Find smallest prime $p$ such that all primes $q < 40$ are quadratic non-residues $\pmod p$

This is just a tiny bit more involved than Wolfram Alpha can handle:

Select[Prime[Range[100]], Union[JacobiSymbol[Prime[Range[12]], #]] == {-1} &]

The answer is $163$. You could have gotten the answer a lot quicker if you had just asked a wood nymph.

Oh, right, you don't know how to talk to wood nymphs. Okay, so if in Mathematica you change 100 to 4096, the only answer is $163$. However, go up a little higher to find $74093$.

Why so few? That might be a more interesting question. Or not.

Probabilities are very useful when you know very little. But in this particular case, you actually know a lot. Like what the positive primes less than 40 actually are. Plus hopefully also some basic facts about quadratic reciprocity.

The primes modulo 12 are 1, 5, 7, 11. So, given a prime $p \equiv 1 \pmod{12}$, we have $$\left(\frac{p}{3}\right) \equiv p^1 \pmod 3 = 1,$$ and correspondingly by quadratic reciprocity $$\left(\frac{3}{p}\right) = 1,$$ so this rules out primes of the form $12k + 1$. Contrast this to a prime $p \equiv 5 \pmod{12}$, we have $$\left(\frac{p}{3}\right) \equiv p^1 \pmod 3 = -1,$$ and correspondingly by quadratic reciprocity $$\left(\frac{3}{p}\right) = -1.$$

For a prime $p \equiv 7 \pmod{12}$, we have $$\left(\frac{p}{3}\right) \equiv p^1 \pmod 3 = 1,$$ but there's no reciprocity in this case and hence $$\left(\frac{3}{p}\right) = -1.$$ Contrast this to a prime $p \equiv 11 \pmod{12}$, for which we have $$\left(\frac{p}{3}\right) \equiv p^1 \pmod 3 = -1$$ but $$\left(\frac{3}{p}\right) = 1.$$

This means we're looking for primes congruent to 5 or 7 modulo 12. This only rules out roughly half the primes.

Now going modulo 60, our primes are 5, 7, 17, 19, 29, 31, 41, 43, 53, 55... wait a minute, we can strike out 5 and 55 so our list is just 7, 17, 19, 29, 31, 41, 43, 53, which still seems a bit long and inelegant. Please bear with me.

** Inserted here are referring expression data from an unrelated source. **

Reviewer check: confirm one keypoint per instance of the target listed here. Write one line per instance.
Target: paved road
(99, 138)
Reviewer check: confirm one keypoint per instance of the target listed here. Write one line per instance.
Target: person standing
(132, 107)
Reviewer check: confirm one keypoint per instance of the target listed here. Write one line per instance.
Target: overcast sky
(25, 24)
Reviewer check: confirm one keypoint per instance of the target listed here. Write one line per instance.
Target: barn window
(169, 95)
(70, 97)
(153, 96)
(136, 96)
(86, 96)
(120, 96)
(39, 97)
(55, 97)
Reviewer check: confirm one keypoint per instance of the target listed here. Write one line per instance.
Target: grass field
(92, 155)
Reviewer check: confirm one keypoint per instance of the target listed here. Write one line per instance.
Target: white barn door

If $p \equiv 7 \pmod{60}$, then $$\left(\frac{p}{5}\right) \equiv p^2 \pmod 5 \equiv 49 \equiv -1$$ and $$\left(\frac{5}{p}\right) = -1$$ also, so 7 stays on our list. Likewise $p \equiv 17 \pmod{60}$ gives us $$\left(\frac{p}{5}\right) \equiv p^2 \pmod 5 \equiv 49 \equiv -1$$ and $$\left(\frac{5}{p}\right) = -1.$$

And if $p \equiv 19 \pmod{60}$, then $$\left(\frac{p}{5}\right) \equiv p^2 \pmod 5 \equiv 1$$ and $$\left(\frac{5}{p}\right) = 1$$ also, so we cross 19 off our list. Likewise $p \equiv 29 \pmod{60}$ gives us $$\left(\frac{p}{5}\right) \equiv p^2 \pmod 5 \equiv 1$$ and $$\left(\frac{5}{p}\right) = 1.$$

Proceeding in this manner, we whittle our list down to 7, 17, 43, 53. I think this narrows things down enough to go back to the wider world of $\mathbb Z$.

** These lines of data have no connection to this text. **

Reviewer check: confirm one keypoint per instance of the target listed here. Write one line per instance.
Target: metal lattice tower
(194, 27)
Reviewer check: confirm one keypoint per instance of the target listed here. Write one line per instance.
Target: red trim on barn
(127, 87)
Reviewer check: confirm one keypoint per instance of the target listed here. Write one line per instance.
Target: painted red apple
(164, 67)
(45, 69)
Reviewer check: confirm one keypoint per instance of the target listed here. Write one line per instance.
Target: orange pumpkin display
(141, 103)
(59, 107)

At this point it seems reasonable to use Wolfram Alpha to move things along. JacobiSymbol[Prime[Range[12]], 43] gives us some 1s, and so does 53, as well as 67, we skip 77 on account of its not being prime, to see that 103 and 113 also give us a bunch of 1s... well, 113 just gives us two 1s, so it's a little closer to what we're looking for.

127 and 137 give us more 1s than 113. And then 163 gives us all $-1$s, like Interstellar Probe and the Short One already told us. A quick check tells us that 74093 is congruent to 53 modulo 60.